Channel Plus has 2 different modulators that are stereo. The older 5645 and the newer SVM-24with s video inputs. I believe Radio Shack use to carry these as their high end modulators. I run two of the mono versions, 8 in, 8 out. I like my system, it is very elegant. The 5645 shows up on eBay occasionally but you do pay a premium for stereo.

http://www.multiplextechnology.com/channelplus/index.html

If you decide on one of their modulators do a Google search on the model number to find the best price. Lots charge full retail on these but you can find it for a lot less.


----------



## yomama (Nov 3, 2003)

boba said:


> CE labs is Cable Electronics Labs from Garland TX. they are partnered with Motorola I believe to make chips that will be built into satellite receivers for stereo output.
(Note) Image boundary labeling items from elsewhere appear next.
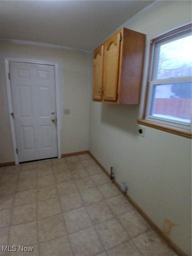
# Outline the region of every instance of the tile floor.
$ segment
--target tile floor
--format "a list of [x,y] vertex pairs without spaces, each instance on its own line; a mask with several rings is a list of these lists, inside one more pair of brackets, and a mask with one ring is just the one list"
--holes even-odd
[[[176,255],[88,154],[0,175],[0,255]],[[2,245],[33,250],[5,252]]]

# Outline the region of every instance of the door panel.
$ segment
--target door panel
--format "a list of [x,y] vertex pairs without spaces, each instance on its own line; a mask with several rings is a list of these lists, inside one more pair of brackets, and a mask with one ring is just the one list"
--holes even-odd
[[10,62],[9,67],[19,161],[57,156],[54,66]]
[[103,46],[94,51],[93,58],[93,99],[101,100],[103,80]]
[[115,34],[105,43],[103,99],[116,101],[117,96],[120,33]]

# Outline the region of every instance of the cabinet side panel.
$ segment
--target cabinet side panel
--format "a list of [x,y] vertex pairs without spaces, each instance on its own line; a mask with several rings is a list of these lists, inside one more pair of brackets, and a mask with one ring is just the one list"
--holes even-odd
[[93,60],[93,100],[101,100],[103,80],[103,46],[98,47],[94,51]]
[[121,104],[139,104],[146,35],[124,29],[120,101]]

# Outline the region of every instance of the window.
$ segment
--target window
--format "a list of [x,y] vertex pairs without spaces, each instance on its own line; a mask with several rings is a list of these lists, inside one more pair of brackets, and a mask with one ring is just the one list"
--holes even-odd
[[165,35],[164,38],[154,39],[152,43],[146,119],[189,130],[192,85],[191,29],[185,28],[184,31],[177,30],[169,34]]

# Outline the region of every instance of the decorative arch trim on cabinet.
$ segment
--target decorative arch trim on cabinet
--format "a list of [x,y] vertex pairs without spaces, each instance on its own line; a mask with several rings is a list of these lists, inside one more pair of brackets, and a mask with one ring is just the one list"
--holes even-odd
[[123,28],[95,50],[93,101],[139,103],[145,41],[145,34]]

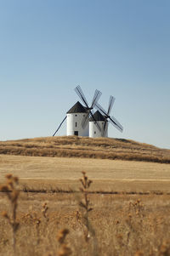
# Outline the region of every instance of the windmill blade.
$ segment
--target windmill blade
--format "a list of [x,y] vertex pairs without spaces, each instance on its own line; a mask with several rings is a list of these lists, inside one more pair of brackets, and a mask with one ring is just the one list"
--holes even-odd
[[99,103],[96,103],[95,104],[95,107],[100,111],[102,112],[105,116],[108,116],[107,115],[107,112],[104,110],[104,108],[99,104]]
[[95,120],[95,117],[94,117],[94,114],[91,111],[90,111],[90,115],[91,115],[92,118],[94,119],[94,123],[97,126],[99,131],[101,132],[101,128],[100,128],[99,124],[98,123],[98,122]]
[[113,126],[115,126],[116,128],[117,128],[120,132],[122,133],[123,131],[122,126],[114,117],[109,117],[109,121]]
[[110,113],[110,111],[113,107],[113,103],[115,102],[115,98],[113,96],[110,96],[110,100],[109,100],[109,107],[108,107],[108,111],[107,111],[107,115],[109,116]]
[[106,124],[107,124],[107,119],[105,119],[105,123],[104,123],[104,127],[103,127],[103,131],[102,131],[102,137],[105,136],[105,133],[106,133]]
[[87,115],[84,117],[82,122],[82,128],[84,129],[88,122],[88,117],[89,117],[89,111],[88,111]]
[[80,85],[78,85],[78,86],[76,87],[75,92],[79,96],[79,98],[82,100],[82,102],[85,104],[85,105],[88,108],[89,108],[88,105],[88,100],[86,100],[86,97],[84,96],[84,94],[82,93],[82,90]]
[[94,99],[92,100],[92,105],[91,105],[91,108],[94,108],[94,105],[98,102],[98,100],[99,100],[100,96],[101,96],[102,93],[99,90],[95,90],[94,95]]
[[62,121],[61,123],[60,124],[59,128],[56,129],[56,131],[55,131],[54,134],[53,134],[53,136],[54,136],[55,134],[59,131],[60,128],[61,127],[61,125],[63,124],[63,122],[65,122],[65,119],[66,119],[66,117],[63,119],[63,121]]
That price is a very good price on that modulator.


This looks like what you are talking about -
http://www.celabs.net/news.html


----------



## GnatGoSplat (Feb 22, 2003)

Just a quick update: I ended up buying one of the Radio Shack 15-2525 RF Modulators. It DOES encode in MTS stereo. The stereo separation isn't that great, if I disconnect the left channel, there is still sound coming out of the left speaker although it's a lot softer than the right speaker. However, it is definitely stereo sound.


----------